Local governments, typically the source of funding for many of the infrastructure projects that have fueled China’s economic engine in recent years, owe more than 61 trillion yuan, roughly the same as $9 trillion.

Local governments’ funding vehicles are due to repay the equivalent of $790 billion in domestic loans this year.

By mid-2022, China’s total debt overburden as a percentage of GDP exceeded that of the U.S. by 40 percent, according to Forbes magazine.

Adding private debt to the public list of IOUs, the total climbs to more than 356 trillion yuan, roughly $51.9 trillion and about three times the size of China’s economy.

“This is the highest level recorded in the 27 years since Beijing first began to track such statistics,” Forbes noted.

The debate among Chinese officials and economists has grown more and more intense, drawing comparisons to opium addiction and inspiring predictions of cataclysmic collapse. 

Officials have focused on ending the real estate crisis sparked in fall 2021 when major developers defaulted on bonds, which we detailed in “China’s Real Estate Market Teeters on Evergrande’s Debt” (21 Sep 2021), “China’s Real Estate Crisis Grows” (9 Nov 2021) and “Evergrande in Default, Fitch Says” (14 Dec 2021), among other articles.
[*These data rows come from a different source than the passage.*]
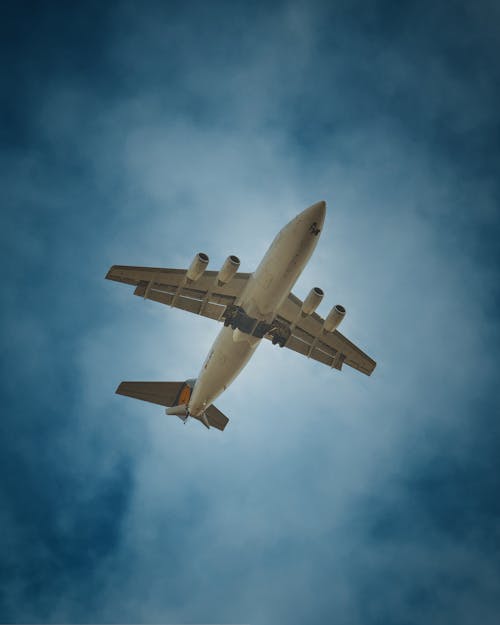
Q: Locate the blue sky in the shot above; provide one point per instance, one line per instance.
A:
(142, 133)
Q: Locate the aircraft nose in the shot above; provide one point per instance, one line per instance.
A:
(315, 213)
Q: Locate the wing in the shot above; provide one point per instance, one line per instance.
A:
(309, 339)
(168, 286)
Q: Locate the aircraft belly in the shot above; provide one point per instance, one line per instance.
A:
(224, 362)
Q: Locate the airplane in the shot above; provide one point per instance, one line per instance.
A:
(252, 307)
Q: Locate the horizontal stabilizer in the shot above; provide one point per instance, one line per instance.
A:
(167, 394)
(161, 393)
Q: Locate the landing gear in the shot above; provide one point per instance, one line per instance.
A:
(278, 331)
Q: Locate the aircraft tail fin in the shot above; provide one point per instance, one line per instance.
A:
(174, 396)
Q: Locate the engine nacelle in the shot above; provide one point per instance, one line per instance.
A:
(334, 318)
(197, 267)
(229, 268)
(312, 301)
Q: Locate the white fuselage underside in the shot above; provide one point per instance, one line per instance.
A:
(262, 297)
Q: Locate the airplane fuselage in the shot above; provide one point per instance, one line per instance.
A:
(262, 297)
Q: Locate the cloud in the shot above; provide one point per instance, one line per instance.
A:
(329, 495)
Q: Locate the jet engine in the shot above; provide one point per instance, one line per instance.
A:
(334, 318)
(229, 268)
(312, 301)
(197, 267)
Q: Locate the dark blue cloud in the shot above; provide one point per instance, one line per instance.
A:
(139, 135)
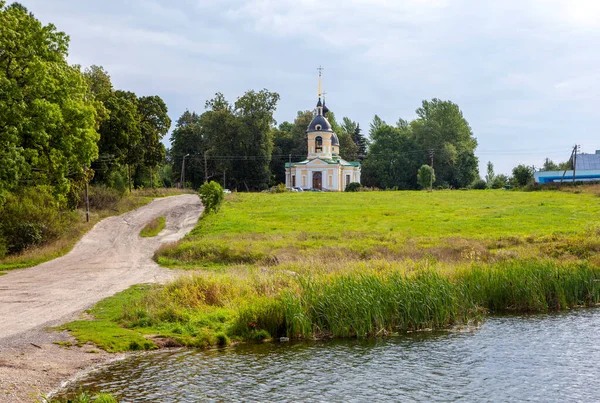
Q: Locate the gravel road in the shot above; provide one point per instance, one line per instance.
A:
(109, 258)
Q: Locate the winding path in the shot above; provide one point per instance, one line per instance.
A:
(108, 259)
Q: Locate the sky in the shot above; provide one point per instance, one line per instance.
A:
(525, 73)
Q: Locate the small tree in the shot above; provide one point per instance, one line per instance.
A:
(522, 175)
(426, 177)
(489, 178)
(499, 181)
(212, 196)
(353, 187)
(479, 184)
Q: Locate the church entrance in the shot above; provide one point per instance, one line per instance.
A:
(317, 180)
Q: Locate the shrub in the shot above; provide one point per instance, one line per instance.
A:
(212, 196)
(353, 187)
(522, 175)
(31, 216)
(425, 176)
(479, 184)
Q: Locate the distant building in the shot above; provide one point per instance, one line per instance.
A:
(587, 168)
(323, 168)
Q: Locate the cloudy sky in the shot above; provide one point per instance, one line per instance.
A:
(526, 73)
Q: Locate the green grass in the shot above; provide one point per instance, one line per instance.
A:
(153, 228)
(268, 229)
(366, 264)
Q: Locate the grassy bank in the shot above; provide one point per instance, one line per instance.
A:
(363, 264)
(449, 226)
(78, 226)
(366, 299)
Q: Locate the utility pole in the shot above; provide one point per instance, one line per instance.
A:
(431, 152)
(205, 169)
(129, 176)
(571, 158)
(87, 199)
(575, 149)
(183, 171)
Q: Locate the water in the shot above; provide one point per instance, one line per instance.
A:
(513, 358)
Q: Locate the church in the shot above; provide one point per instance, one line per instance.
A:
(323, 169)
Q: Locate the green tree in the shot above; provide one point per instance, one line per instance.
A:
(426, 177)
(186, 139)
(391, 162)
(489, 178)
(154, 123)
(522, 175)
(348, 150)
(254, 115)
(440, 126)
(499, 182)
(47, 122)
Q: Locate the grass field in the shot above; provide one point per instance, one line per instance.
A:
(361, 264)
(448, 226)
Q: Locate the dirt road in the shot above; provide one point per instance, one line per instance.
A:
(108, 259)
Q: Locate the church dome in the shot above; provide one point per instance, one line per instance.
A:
(319, 124)
(334, 140)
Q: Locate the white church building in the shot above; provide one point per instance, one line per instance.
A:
(323, 168)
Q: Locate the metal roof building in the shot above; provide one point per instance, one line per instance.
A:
(587, 168)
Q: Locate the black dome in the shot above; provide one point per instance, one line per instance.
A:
(334, 140)
(321, 121)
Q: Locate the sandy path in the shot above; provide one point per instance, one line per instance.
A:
(108, 259)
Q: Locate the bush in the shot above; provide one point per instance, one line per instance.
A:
(353, 187)
(212, 196)
(479, 184)
(30, 217)
(426, 176)
(499, 182)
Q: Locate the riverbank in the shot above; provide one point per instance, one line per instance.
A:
(377, 263)
(109, 258)
(103, 207)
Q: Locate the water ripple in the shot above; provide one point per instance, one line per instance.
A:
(538, 358)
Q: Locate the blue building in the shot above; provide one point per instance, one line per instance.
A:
(587, 168)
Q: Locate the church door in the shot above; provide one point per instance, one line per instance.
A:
(317, 180)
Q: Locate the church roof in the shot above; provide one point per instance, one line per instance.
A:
(334, 140)
(321, 121)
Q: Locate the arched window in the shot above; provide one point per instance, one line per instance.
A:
(318, 144)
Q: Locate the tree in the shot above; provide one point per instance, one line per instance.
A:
(154, 124)
(254, 115)
(348, 150)
(489, 178)
(47, 123)
(522, 175)
(186, 139)
(499, 181)
(289, 140)
(352, 129)
(440, 126)
(391, 161)
(375, 125)
(426, 177)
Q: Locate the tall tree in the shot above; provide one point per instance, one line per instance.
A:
(47, 133)
(154, 124)
(441, 127)
(391, 161)
(254, 114)
(186, 139)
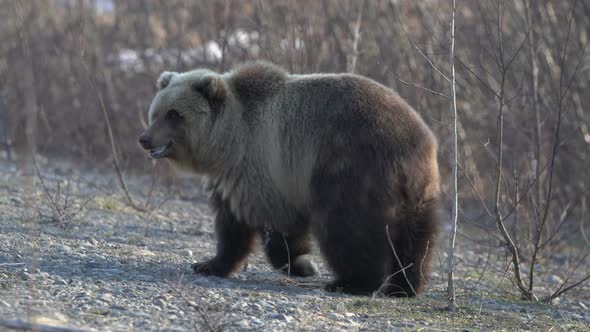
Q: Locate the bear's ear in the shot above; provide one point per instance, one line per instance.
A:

At its peak, the apartment-building frenzy—pushed by Beijing—accounted for as much as 30 percent of GDP.

China’s government has authorized a nationwide property tax to help local agencies pay off their debts and rescue the real estate industry; in the past, local governments have relied for income on selling land.

“Property tax is the most suitable to be a local tax,” ex-finance minister Lou Jiwei wrote in a March essay for a domestic policy journal. “The trial should be conducted as soon as possible after economic growth normalizes.” 

Beijing also can sell assets and use the revenue to pay down debt, Li Yang, chair of the National Institution for Finance and Development, said at a March meeting of the China Development Forum. 

“The share of government assets in the economy is rising,” he said. “We will be able to solve the debt problem if we can do some work in swapping the assets for debt.”

TREND FORECAST: China’s debt load will limit the amount governments at all levels, as well as state- and privately-owned businesses, from overly spending on economic expansion.

That impediment, coupled with the slowdown in export orders from the rest of the world, will limit China’s economic growth levels this year.

More broadly, China is being forced to rethink its policy of central planning that forces local governments to take on debt.
This will force Beijing to begin to decentralize some functions, a process that will likely take decades but will gather momentum after the country gains some experience in diversifying its power structure. And while there will be modest growth in the near future, as we forecast, China will be the dominant economic and geopolitical force of the 21st century.